Perhaps that seems unlikely, given the paucity of evidence inconsistent with self-defense, and the flimsiness of the evidence in support of provocation. Maybe Binger sees an outright conviction by a unanimous jury as out of reach—at least, in this courtroom, with this judge, with this jury.
But perhaps ADA Binger has seen what he believes to be an “interested juror” sitting before him—and he just wants to offer that “interested juror” the slightest pretext by which to vote for guilt.
And, really, all Binger needs is one “interested juror” to take his offer—because if he gets one, he gets a hung jury and a mistrial.
Mistrial Normally a “Win” for the Defense, But Not This Time
Now, normally I would call a mistrial a win for the defense—but that’s normally because most defendants are guilty, so the mistrial is a gift that avoids an outright conviction.
In Kyle’s case, a mistrial is a win for the prosecution—because Kyle appears, by the overwhelming weight of the evidence, to be innocent, so the mistrial is a thief that takes from Kyle an outright acquittal.

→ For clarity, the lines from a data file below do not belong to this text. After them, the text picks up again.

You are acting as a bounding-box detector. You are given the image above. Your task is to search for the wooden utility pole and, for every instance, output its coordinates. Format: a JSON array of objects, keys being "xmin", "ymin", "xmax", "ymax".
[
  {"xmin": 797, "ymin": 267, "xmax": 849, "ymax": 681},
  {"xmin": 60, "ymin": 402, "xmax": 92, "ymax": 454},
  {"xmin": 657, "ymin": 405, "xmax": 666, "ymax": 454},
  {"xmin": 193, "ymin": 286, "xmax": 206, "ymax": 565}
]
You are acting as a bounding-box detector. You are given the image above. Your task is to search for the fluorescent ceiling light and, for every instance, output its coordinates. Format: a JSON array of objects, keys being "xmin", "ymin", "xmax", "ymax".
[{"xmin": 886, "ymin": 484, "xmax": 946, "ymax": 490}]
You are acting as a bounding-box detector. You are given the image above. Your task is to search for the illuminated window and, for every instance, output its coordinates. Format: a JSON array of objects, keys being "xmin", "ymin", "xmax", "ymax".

Worse, it simply puts him right back in the tender hands of ADA Binger, who is entirely free to put Kyle through another full-blown trial again—perhaps with a different, more amenable judge, and certainly with a different, perhaps more amenable jury.
And every re-trial is a trial that ADA Binger is fighting with the same resources with which he’s always provided in his office as a prosecutor—but which Kyle fights with whatever resources might be left from the prior fight. And those resources diminish with each battle, making him more vulnerable with each successive re-trial.
OK, folks, that’s all I have for you on this topic.
Until next time:
You carry a gun so you’re hard to kill.
Know the law so you’re hard to convict.